In therapy we treat “I’m un-healable” as something to be explored, not a final truth/fact. Healing doesn’t mean erasing pain or returning to exactly how things were before. It usually means reducing suffering, increasing choice, repairing relationships where possible, and building a life that holds meaning despite hard things. For many people, this kind of change is possible, but it often unfolds slowly, in steps small enough to be trusted.
Sometimes couples reach the point where they decide that ending the relationship is the healthiest step forward. If that’s the case, therapy can support you in navigating this transition with clarity, respect, and care.
We can focus on:
Clarity and communication: Helping you express your needs and decisions in a safe space.
Reducing conflict: Supporting you to separate in as constructive and respectful a way as possible.
Practical planning: Exploring what ending the relationship will mean in terms of living arrangements, finances, parenting (if applicable), and social circles.
Emotional processing: Creating space to grieve, acknowledge what the relationship meant, and begin to imagine life beyond it.
Future focus: Supporting you in rebuilding identity, confidence, and hope after separation.
Therapy doesn’t push you to stay together or to separate, it holds space for whichever outcome you choose, and provides the tools to move through it in the least damaging and most compassionate way possible.
Yes.
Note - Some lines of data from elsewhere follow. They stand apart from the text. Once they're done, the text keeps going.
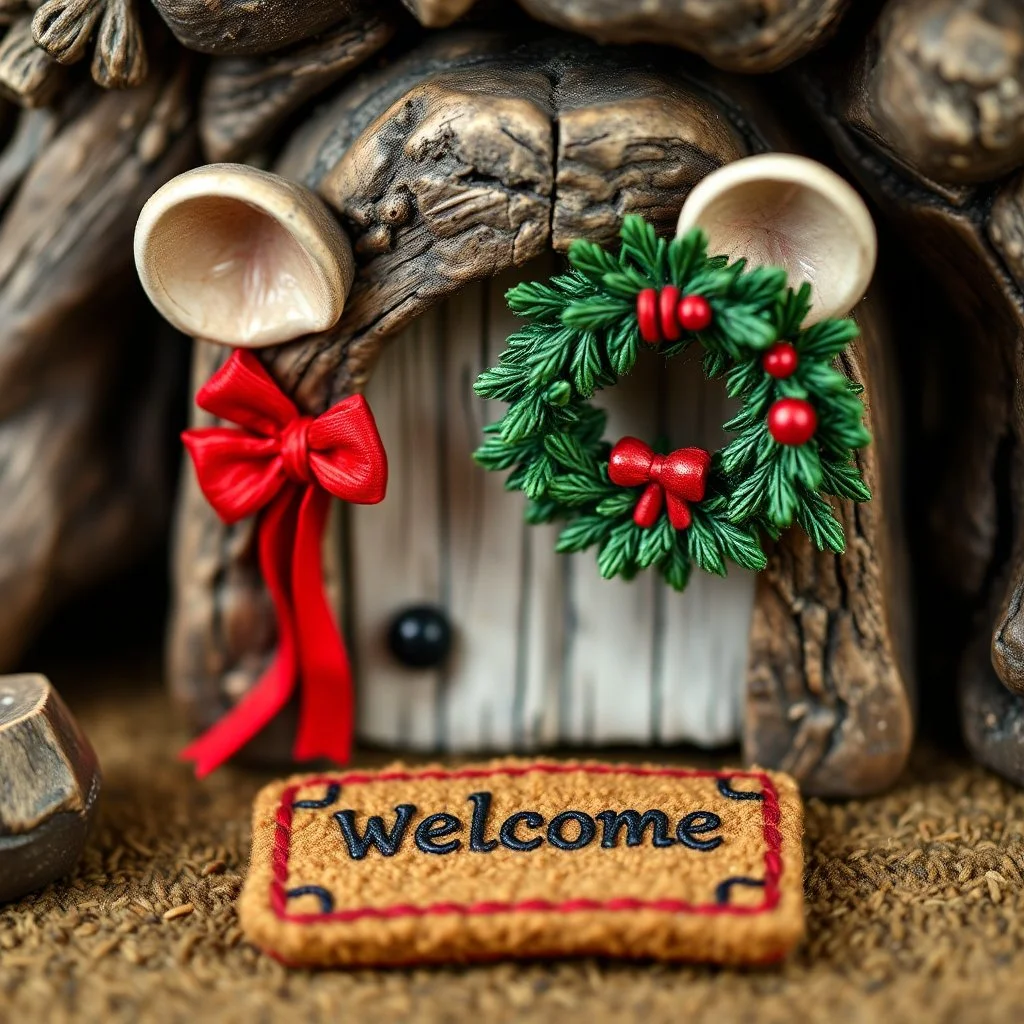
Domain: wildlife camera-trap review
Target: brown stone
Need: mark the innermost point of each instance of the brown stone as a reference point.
(49, 788)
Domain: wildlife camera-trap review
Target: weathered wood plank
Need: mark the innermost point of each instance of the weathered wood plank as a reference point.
(546, 651)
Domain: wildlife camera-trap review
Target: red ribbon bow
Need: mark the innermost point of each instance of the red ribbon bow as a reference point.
(286, 467)
(675, 478)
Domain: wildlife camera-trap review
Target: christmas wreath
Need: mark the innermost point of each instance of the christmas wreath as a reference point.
(793, 439)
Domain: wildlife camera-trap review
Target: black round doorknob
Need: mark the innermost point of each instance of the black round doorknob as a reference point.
(420, 637)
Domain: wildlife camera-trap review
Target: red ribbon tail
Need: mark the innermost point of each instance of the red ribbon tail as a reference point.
(274, 687)
(326, 715)
(679, 512)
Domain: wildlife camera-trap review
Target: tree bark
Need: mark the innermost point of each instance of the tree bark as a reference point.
(446, 168)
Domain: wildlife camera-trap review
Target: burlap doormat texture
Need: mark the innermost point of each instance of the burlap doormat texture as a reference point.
(914, 911)
(552, 860)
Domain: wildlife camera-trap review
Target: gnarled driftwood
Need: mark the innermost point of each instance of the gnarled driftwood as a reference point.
(445, 168)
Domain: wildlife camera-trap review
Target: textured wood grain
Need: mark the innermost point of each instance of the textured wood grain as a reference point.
(249, 27)
(546, 651)
(975, 542)
(736, 35)
(119, 59)
(829, 645)
(945, 85)
(247, 99)
(83, 486)
(49, 785)
(28, 75)
(445, 169)
(437, 13)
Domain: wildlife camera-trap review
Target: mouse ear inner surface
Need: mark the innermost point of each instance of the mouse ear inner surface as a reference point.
(239, 256)
(782, 210)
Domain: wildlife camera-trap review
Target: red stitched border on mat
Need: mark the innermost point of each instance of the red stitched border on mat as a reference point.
(771, 816)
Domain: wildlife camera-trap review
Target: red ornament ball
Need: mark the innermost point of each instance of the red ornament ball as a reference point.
(792, 421)
(780, 360)
(693, 312)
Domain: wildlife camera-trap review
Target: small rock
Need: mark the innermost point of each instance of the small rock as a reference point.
(49, 785)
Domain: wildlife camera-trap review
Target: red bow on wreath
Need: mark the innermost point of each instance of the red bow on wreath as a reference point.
(673, 479)
(286, 467)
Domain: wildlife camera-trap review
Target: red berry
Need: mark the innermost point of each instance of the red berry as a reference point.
(792, 421)
(667, 300)
(694, 312)
(647, 315)
(780, 360)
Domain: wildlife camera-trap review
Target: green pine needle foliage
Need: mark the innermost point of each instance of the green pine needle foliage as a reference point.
(581, 335)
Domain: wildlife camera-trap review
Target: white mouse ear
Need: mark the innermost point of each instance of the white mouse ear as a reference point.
(243, 257)
(781, 210)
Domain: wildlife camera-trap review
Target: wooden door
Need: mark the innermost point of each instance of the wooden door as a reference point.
(546, 652)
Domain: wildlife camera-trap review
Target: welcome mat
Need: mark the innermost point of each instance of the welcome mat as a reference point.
(525, 858)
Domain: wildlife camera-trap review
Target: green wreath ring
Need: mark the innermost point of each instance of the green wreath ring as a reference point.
(793, 439)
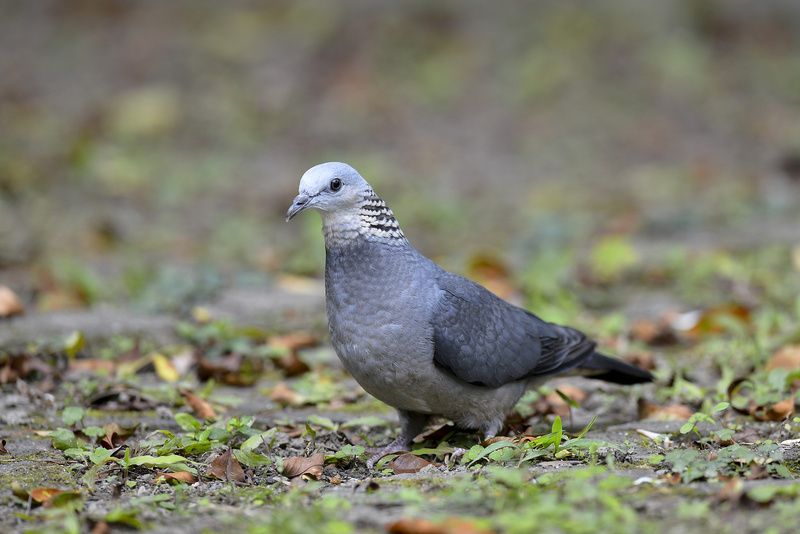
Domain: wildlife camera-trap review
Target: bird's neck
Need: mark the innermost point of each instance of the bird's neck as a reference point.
(372, 220)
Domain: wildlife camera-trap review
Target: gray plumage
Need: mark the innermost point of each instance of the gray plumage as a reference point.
(421, 339)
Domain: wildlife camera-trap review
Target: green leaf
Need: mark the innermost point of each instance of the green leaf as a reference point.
(720, 407)
(250, 458)
(253, 442)
(64, 439)
(99, 455)
(497, 445)
(310, 431)
(124, 517)
(613, 255)
(187, 422)
(368, 421)
(324, 422)
(94, 431)
(73, 343)
(72, 415)
(172, 461)
(566, 399)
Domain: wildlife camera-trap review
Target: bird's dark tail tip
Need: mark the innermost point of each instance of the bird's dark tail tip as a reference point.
(613, 370)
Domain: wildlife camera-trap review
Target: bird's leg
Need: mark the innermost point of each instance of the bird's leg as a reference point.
(411, 423)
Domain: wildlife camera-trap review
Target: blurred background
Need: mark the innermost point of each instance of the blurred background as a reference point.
(555, 150)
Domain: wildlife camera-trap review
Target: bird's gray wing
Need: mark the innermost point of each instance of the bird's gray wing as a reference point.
(486, 341)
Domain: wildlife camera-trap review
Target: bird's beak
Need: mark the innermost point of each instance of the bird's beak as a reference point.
(300, 203)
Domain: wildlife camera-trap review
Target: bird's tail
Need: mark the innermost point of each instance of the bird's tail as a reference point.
(613, 370)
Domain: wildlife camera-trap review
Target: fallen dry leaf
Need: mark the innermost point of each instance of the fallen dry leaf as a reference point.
(717, 319)
(120, 397)
(41, 496)
(747, 435)
(226, 467)
(301, 465)
(283, 394)
(676, 412)
(775, 412)
(230, 369)
(451, 525)
(643, 360)
(16, 366)
(291, 343)
(116, 435)
(201, 407)
(656, 333)
(786, 357)
(409, 463)
(164, 368)
(9, 303)
(91, 365)
(552, 403)
(180, 476)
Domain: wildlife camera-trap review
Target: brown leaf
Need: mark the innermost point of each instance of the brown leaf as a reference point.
(229, 369)
(747, 435)
(409, 463)
(116, 435)
(715, 320)
(451, 525)
(787, 357)
(655, 333)
(643, 360)
(552, 403)
(283, 394)
(201, 407)
(180, 476)
(777, 412)
(90, 365)
(9, 303)
(226, 467)
(301, 465)
(120, 397)
(676, 412)
(40, 495)
(16, 366)
(291, 343)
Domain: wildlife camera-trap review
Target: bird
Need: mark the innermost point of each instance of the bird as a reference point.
(421, 339)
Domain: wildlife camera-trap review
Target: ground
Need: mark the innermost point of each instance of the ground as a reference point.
(628, 168)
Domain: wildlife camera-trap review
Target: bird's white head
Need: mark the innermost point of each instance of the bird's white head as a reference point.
(348, 205)
(328, 188)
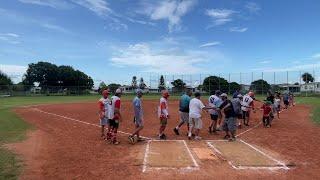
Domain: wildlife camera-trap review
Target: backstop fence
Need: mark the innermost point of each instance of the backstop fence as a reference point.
(260, 82)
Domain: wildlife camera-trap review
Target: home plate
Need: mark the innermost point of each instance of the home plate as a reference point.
(204, 153)
(168, 155)
(242, 155)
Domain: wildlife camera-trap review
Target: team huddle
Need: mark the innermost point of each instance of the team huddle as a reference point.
(226, 114)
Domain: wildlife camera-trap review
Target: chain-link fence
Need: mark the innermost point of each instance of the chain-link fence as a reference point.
(26, 90)
(305, 82)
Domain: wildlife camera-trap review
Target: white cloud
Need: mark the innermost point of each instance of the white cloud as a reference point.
(15, 72)
(316, 56)
(252, 7)
(219, 16)
(167, 58)
(11, 38)
(172, 11)
(290, 68)
(55, 28)
(238, 29)
(214, 43)
(99, 7)
(265, 62)
(58, 4)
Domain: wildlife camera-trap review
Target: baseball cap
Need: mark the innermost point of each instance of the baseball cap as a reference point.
(224, 95)
(139, 91)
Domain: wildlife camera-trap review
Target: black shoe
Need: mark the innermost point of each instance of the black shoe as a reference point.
(226, 137)
(175, 130)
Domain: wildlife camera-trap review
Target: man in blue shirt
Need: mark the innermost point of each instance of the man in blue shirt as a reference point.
(184, 110)
(138, 117)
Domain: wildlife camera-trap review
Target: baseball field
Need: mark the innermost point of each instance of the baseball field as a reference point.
(58, 137)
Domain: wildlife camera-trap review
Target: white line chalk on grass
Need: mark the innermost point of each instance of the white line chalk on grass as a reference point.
(147, 152)
(281, 164)
(79, 121)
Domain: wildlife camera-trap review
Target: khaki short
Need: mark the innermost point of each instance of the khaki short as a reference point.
(184, 117)
(195, 123)
(163, 121)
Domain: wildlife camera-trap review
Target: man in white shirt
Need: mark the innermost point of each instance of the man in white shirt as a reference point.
(196, 106)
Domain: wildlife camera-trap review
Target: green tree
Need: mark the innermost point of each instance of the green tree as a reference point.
(307, 77)
(179, 85)
(102, 86)
(42, 72)
(213, 83)
(134, 83)
(260, 86)
(113, 87)
(142, 85)
(5, 79)
(162, 84)
(234, 86)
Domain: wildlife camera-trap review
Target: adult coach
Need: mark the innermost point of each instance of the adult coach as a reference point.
(230, 118)
(138, 117)
(247, 105)
(115, 116)
(183, 110)
(196, 106)
(214, 101)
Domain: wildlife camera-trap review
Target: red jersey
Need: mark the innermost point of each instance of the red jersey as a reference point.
(266, 110)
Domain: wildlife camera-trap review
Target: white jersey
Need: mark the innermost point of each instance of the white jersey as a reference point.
(195, 107)
(214, 101)
(164, 110)
(115, 103)
(105, 105)
(277, 102)
(246, 103)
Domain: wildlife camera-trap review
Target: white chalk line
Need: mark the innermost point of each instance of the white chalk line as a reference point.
(145, 166)
(79, 121)
(281, 164)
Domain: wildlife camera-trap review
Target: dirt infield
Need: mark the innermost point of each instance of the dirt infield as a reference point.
(67, 145)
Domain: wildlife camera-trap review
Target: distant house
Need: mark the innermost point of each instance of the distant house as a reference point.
(311, 87)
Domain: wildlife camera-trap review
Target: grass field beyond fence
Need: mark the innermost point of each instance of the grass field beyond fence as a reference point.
(13, 128)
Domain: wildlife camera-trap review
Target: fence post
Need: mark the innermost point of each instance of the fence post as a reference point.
(262, 89)
(229, 85)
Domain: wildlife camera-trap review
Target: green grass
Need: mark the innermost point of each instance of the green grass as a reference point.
(13, 128)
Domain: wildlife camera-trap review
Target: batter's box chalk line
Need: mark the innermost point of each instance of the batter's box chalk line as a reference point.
(146, 168)
(281, 165)
(79, 121)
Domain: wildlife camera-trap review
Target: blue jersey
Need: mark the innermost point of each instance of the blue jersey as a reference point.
(184, 103)
(137, 107)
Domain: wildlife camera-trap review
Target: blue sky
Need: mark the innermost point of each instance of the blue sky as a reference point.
(111, 40)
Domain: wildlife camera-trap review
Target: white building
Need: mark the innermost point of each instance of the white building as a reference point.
(311, 87)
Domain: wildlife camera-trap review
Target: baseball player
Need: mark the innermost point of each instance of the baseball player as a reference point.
(183, 111)
(196, 106)
(214, 101)
(230, 119)
(104, 108)
(163, 113)
(247, 105)
(115, 115)
(138, 117)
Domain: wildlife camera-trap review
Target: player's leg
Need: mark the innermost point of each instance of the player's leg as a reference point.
(232, 127)
(191, 124)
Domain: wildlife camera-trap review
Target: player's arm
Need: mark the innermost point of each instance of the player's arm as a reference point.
(164, 110)
(117, 113)
(101, 110)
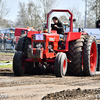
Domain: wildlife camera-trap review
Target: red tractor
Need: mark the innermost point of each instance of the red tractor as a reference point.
(77, 55)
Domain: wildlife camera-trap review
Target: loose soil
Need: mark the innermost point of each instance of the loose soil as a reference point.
(47, 87)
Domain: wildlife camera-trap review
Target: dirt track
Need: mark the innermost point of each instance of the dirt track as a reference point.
(35, 87)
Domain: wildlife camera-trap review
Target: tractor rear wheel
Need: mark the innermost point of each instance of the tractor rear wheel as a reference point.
(60, 66)
(90, 56)
(75, 56)
(18, 65)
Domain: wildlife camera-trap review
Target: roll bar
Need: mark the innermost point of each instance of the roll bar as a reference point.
(55, 10)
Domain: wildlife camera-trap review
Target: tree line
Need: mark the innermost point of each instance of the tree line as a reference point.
(31, 14)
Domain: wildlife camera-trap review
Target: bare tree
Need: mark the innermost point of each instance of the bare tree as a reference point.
(34, 17)
(46, 6)
(22, 15)
(3, 13)
(29, 15)
(3, 9)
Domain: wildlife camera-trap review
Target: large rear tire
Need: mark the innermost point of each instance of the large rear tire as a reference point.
(18, 65)
(75, 56)
(90, 56)
(60, 66)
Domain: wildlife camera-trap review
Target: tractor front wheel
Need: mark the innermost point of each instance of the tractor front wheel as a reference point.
(60, 66)
(18, 65)
(90, 56)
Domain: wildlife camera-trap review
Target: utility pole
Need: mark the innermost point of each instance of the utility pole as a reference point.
(85, 14)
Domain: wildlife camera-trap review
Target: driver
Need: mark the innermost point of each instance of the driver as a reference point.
(58, 26)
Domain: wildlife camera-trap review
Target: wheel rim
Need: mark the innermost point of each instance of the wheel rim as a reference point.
(64, 65)
(93, 57)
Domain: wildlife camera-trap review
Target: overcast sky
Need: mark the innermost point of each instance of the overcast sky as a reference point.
(61, 4)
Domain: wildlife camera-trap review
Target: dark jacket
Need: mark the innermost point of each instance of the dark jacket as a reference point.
(60, 29)
(97, 24)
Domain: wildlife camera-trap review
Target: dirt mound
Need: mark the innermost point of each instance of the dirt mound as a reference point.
(75, 94)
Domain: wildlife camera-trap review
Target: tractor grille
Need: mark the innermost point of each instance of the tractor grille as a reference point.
(37, 43)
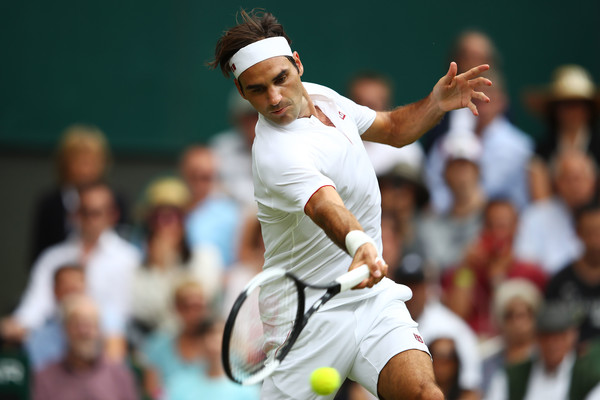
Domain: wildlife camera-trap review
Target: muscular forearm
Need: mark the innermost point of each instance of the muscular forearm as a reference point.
(405, 124)
(327, 210)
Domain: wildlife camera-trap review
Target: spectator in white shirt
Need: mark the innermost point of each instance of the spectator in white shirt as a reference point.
(109, 263)
(546, 233)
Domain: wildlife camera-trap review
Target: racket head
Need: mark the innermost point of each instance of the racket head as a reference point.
(262, 325)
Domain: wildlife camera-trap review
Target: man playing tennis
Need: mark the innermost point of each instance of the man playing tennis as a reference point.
(319, 208)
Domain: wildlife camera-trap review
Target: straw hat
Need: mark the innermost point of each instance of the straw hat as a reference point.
(165, 191)
(569, 82)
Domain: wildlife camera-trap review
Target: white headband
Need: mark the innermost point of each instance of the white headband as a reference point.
(257, 52)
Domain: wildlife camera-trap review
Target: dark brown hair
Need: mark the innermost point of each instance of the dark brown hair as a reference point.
(256, 25)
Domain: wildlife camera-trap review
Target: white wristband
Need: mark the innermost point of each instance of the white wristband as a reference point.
(355, 239)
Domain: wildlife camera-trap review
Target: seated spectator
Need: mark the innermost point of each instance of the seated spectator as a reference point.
(554, 372)
(82, 158)
(233, 150)
(83, 373)
(446, 366)
(546, 233)
(168, 353)
(48, 343)
(446, 236)
(515, 305)
(505, 154)
(109, 263)
(469, 287)
(579, 282)
(404, 197)
(569, 106)
(436, 322)
(168, 258)
(213, 218)
(250, 262)
(211, 383)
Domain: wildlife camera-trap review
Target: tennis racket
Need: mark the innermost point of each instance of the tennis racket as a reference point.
(267, 318)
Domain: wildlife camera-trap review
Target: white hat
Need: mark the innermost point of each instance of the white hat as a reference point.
(461, 145)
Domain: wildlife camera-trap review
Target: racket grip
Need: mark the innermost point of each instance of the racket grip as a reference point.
(353, 278)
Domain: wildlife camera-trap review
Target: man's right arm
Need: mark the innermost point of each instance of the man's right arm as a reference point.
(328, 211)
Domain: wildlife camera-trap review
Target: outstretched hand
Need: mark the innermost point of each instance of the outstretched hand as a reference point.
(454, 91)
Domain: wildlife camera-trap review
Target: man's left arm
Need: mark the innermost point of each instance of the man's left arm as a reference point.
(408, 123)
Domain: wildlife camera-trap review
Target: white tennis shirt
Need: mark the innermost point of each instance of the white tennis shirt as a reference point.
(290, 163)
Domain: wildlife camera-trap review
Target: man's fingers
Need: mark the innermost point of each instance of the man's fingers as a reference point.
(473, 72)
(451, 74)
(480, 82)
(473, 108)
(480, 96)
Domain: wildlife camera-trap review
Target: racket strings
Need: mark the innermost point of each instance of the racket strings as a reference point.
(262, 326)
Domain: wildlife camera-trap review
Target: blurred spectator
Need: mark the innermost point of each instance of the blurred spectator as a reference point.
(404, 197)
(250, 261)
(470, 49)
(48, 343)
(546, 233)
(446, 236)
(438, 322)
(505, 154)
(109, 263)
(233, 150)
(550, 373)
(469, 288)
(82, 158)
(168, 258)
(213, 218)
(570, 106)
(15, 373)
(211, 383)
(83, 373)
(446, 366)
(168, 353)
(375, 91)
(515, 304)
(579, 282)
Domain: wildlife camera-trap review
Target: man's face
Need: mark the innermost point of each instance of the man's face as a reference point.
(83, 332)
(274, 89)
(555, 346)
(588, 229)
(96, 211)
(575, 180)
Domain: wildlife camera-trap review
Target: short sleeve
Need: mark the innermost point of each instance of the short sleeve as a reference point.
(362, 116)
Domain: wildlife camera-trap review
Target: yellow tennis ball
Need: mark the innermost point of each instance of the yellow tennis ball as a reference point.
(325, 380)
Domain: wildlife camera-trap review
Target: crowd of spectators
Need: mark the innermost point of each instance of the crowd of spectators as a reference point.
(496, 234)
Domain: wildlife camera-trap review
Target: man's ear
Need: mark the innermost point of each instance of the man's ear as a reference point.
(296, 57)
(239, 88)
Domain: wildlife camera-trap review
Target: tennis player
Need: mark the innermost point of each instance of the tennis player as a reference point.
(319, 208)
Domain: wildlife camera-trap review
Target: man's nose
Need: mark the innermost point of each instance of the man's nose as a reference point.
(274, 96)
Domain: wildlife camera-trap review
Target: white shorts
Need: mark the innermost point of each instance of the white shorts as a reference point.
(357, 339)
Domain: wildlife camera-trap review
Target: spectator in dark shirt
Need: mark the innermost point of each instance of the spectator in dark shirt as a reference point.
(579, 281)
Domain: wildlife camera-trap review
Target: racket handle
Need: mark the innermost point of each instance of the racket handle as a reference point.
(353, 278)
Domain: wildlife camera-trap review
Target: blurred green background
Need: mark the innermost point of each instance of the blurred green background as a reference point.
(137, 70)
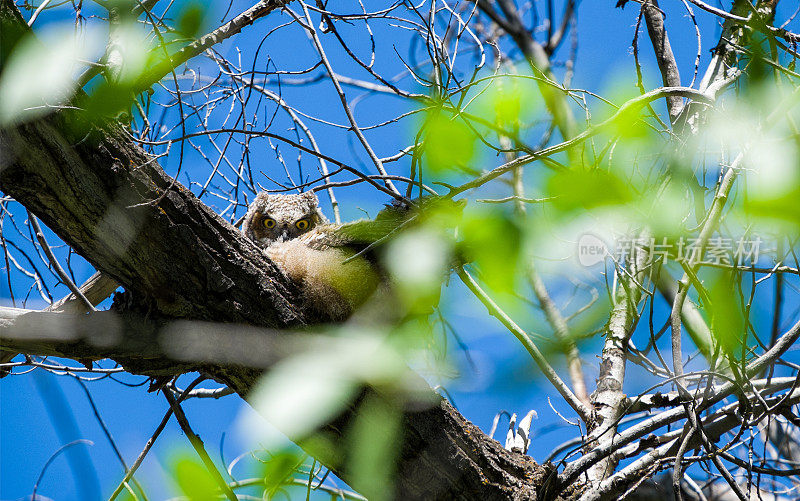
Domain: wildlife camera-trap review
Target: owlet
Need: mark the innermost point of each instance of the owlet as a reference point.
(315, 255)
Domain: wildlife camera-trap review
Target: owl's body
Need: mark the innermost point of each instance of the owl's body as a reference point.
(313, 253)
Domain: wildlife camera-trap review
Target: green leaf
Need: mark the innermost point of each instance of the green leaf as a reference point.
(491, 239)
(586, 189)
(449, 143)
(194, 480)
(191, 19)
(727, 317)
(374, 445)
(278, 468)
(40, 73)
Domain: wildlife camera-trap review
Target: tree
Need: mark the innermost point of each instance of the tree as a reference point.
(691, 194)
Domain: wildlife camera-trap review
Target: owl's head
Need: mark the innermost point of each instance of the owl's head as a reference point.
(277, 218)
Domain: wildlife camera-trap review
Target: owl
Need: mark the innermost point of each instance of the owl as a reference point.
(319, 257)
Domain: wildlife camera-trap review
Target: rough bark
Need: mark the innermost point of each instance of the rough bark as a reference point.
(112, 203)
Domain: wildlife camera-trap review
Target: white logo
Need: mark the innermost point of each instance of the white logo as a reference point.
(591, 250)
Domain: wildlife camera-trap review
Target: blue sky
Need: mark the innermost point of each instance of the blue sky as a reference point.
(505, 377)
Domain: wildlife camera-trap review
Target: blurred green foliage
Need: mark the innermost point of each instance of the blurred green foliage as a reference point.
(193, 479)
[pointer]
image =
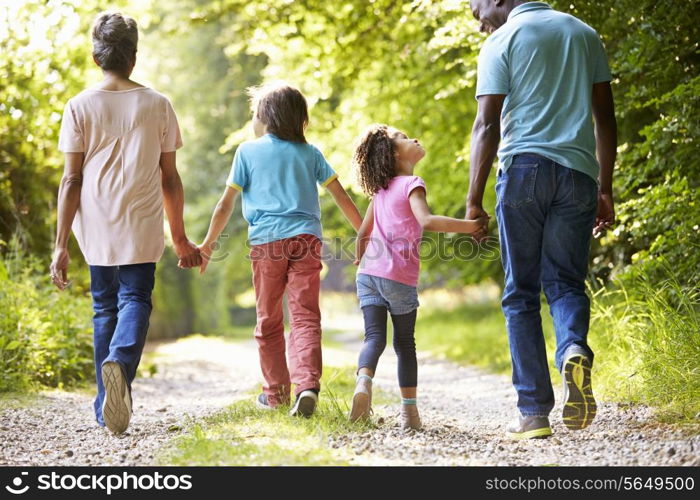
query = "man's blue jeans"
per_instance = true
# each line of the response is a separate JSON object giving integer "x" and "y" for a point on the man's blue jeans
{"x": 545, "y": 215}
{"x": 121, "y": 298}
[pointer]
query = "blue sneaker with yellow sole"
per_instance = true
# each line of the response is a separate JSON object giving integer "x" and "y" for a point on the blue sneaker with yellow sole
{"x": 579, "y": 403}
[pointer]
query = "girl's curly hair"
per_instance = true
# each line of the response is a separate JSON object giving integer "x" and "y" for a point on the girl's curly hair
{"x": 374, "y": 158}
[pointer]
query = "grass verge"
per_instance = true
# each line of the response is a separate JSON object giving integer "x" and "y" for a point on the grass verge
{"x": 242, "y": 434}
{"x": 646, "y": 338}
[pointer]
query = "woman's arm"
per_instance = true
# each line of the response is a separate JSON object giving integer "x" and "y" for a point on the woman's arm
{"x": 68, "y": 203}
{"x": 345, "y": 204}
{"x": 219, "y": 219}
{"x": 440, "y": 223}
{"x": 364, "y": 233}
{"x": 174, "y": 201}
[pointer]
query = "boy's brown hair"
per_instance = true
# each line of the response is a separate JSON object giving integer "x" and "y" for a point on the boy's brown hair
{"x": 283, "y": 110}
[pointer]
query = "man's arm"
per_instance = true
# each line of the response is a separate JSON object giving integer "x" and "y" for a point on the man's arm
{"x": 606, "y": 150}
{"x": 486, "y": 134}
{"x": 219, "y": 219}
{"x": 174, "y": 201}
{"x": 68, "y": 203}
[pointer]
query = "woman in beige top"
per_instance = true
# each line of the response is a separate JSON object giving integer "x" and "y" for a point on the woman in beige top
{"x": 119, "y": 140}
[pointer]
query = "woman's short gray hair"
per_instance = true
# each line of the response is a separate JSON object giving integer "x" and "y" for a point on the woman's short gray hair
{"x": 114, "y": 40}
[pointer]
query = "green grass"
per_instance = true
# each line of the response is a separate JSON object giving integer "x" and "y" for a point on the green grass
{"x": 245, "y": 435}
{"x": 646, "y": 338}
Therapy can be a supportive space if you’re considering, or have decided, to end a relationship. You don’t have to navigate the process alone. Together, we can:
Clarify your decision: Explore your feelings, values, and reasons, so you feel certain and grounded in your choice.
Prepare for difficult conversations: Practice how to communicate your decision with honesty and respect, while minimising unnecessary conflict.
Work through emotions: Separation often brings guilt, grief, relief, or fear, we can process these together so they don’t feel overwhelming.
Plan for next steps: Think through the practical and emotional adjustments ahead, from living arrangements to managing social or family dynamics.
Support your wellbeing: Focus on resilience, self-compassion, and building a sense of stability as you move into the next chapter of your life.
Therapy doesn’t tell you what to do, but it offers a safe, structured space to make decisions with clarity and to move through them with care.